OOH is growing, but the bigger story is why advertisers continue investing in it.
As digital channels become more crowded and consumer attention becomes harder to capture, brands are placing greater value on media environments tied to real-world behavior. The latest available OAAA data and 2026 industry forecasts suggest that shift is accelerating.
For advertisers, agencies, property owners, and retail media buyers, the takeaway is clear: the physical world is becoming a more flexible, measurable, and valuable part of the modern media mix.
Digital out-of-home continues to help drive that growth. DOOH represented more than 34% of total Q1 2025 OOH spend and grew 9% year over year, reinforcing how digital formats are expanding the category's flexibility, creative potential, and relevance for advertisers.
The 2026 outlook points to continued expansion. Industry forecasts project U.S. OOH spending to top $10 billion in 2026, with digital formats, programmatic buying, and in-store retail media expected to become increasingly important parts of the market.
For years, digital media gave advertisers speed, scale, and targeting. But as feeds become more saturated, brands are looking for channels that can create visibility in the real world, closer to where people live, shop, dine, commute, wait, and make decisions.
That is where OOH and DOOH continue gaining relevance.
DOOH is projected to reach roughly $4 billion in 2026, nearly doubling from 2021 levels. Programmatic OOH is also projected to cross $1 billion, showing that advertisers want the physical-world impact of OOH with more of the flexibility and automation they expect from digital media.
For brands, that combination matters. DOOH can support broad awareness, local market activation, creative flexibility, audience targeting, and real-world visibility in environments that are difficult to skip, block, or scroll past.
The next phase of OOH growth will not be defined by visibility alone. It will be defined by context.
Advertisers are not only asking where an ad will appear. They are asking who will see it, what they are doing in that moment, and why that environment matters.
A consumer waiting at a car wash is in a different mindset than someone walking through a retail corridor. A person sitting in a restaurant is experiencing a different moment than someone passing a storefront, visiting a gym, or entering a beauty and wellness destination.
The value of DOOH is increasingly tied to audience quality, dwell time, location relevance, and how naturally the media fits into the environment. For advertisers, this creates an opportunity to plan around real consumer behavior rather than impressions alone.
Retail media is one of the clearest examples of where the market is heading.
Retail media is no longer limited to e-commerce websites, loyalty programs, or checkout screens. It is expanding into physical environments where consumers shop, dine, move, wait, and make decisions.
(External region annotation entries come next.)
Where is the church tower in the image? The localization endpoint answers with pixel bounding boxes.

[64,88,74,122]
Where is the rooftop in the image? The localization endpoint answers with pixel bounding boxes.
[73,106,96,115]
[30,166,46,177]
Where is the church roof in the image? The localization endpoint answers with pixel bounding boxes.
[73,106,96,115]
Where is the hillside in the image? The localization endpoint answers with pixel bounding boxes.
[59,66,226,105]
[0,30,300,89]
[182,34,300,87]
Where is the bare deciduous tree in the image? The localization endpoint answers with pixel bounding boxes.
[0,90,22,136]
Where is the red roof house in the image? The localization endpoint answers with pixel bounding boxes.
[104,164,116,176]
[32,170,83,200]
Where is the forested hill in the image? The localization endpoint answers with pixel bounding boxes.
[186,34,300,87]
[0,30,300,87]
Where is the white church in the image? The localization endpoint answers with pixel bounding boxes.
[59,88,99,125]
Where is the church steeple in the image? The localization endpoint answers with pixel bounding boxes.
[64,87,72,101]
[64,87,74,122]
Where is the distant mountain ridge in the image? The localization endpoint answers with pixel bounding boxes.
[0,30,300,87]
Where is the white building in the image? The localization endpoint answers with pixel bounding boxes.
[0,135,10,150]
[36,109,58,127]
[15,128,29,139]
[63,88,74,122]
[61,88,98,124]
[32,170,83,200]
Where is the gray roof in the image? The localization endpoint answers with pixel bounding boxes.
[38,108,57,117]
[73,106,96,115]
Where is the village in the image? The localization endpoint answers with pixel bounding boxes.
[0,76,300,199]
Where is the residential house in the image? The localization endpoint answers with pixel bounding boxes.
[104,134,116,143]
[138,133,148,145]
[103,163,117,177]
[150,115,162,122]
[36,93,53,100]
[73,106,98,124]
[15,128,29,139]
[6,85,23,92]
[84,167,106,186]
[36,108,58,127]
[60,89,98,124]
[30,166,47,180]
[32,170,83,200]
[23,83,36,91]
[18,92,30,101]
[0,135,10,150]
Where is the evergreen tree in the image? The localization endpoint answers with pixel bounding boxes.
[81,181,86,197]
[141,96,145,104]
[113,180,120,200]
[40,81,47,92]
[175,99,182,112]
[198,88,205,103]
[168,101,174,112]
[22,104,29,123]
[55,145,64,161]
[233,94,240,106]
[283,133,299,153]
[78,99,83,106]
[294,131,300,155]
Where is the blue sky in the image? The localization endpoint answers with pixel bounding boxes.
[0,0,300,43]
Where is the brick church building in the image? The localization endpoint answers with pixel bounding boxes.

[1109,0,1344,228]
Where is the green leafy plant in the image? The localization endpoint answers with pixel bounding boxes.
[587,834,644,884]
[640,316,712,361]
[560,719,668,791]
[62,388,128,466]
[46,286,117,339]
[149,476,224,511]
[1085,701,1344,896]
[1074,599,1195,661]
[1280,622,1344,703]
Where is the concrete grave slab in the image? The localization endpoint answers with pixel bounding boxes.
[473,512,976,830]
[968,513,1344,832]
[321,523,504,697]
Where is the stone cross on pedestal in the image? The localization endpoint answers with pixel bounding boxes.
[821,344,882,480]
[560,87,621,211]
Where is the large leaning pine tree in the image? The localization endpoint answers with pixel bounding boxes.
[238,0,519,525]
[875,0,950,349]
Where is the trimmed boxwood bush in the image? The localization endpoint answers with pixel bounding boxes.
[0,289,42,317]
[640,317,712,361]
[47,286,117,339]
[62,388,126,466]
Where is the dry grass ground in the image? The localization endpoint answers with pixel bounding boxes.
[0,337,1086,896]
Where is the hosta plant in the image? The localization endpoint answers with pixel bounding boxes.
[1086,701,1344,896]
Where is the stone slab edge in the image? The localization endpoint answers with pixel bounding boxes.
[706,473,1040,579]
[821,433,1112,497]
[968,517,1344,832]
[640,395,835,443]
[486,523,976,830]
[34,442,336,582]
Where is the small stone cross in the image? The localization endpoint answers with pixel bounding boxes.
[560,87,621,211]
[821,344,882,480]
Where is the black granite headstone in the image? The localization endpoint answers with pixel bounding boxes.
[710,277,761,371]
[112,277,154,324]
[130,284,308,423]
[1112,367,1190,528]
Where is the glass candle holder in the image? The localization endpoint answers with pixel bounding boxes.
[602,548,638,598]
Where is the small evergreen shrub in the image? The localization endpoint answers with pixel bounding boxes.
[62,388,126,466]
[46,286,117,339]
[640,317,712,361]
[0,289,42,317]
For advertisers, that creates access to real audiences in environments tied directly to behavior.
For property owners, retailers, and venue operators, it creates a new way to think about physical space. A location can be more than a storefront, restaurant, salon, gym, car wash, or shopping center. It can also become a media asset.
That shift is especially important as in-store and place-based retail media continue growing. As more advertiser demand moves toward environments closer to consumer decision-making, physical venues have an opportunity to participate in the media economy in a more meaningful way.
The strongest media strategies are no longer built around one channel. They are built around how audiences move across channels, environments, and moments throughout the day.
OOH helps brands connect with consumers outside the digital feed. DOOH adds flexibility, creative rotation, and more dynamic activation. Retail media brings brands closer to environments where people are already shopping, browsing, waiting, and deciding.
Together, these shifts are creating a more connected version of real-world advertising.
For brands and agencies, the opportunity is to use OOH not as a separate channel, but as part of a broader media strategy that connects digital campaigns with physical-world attention.
For local and regional businesses, it creates a way to reach nearby audiences in high-traffic environments with the sophistication of digital media.
For property owners and venue partners, it creates a way to unlock new value from existing real estate.
But the biggest opportunity ahead is not just growth. It is smarter growth.
As DOOH expands, programmatic buying accelerates, and retail media moves deeper into physical environments, advertisers will need networks that make the physical world easier to understand, buy, and measure.
The brands that use real-world environments strategically will be better positioned to capture attention where consumers actually spend their time.
And as OOH, DOOH, and retail media continue converging, the value of physical space as a media channel will only become harder to ignore.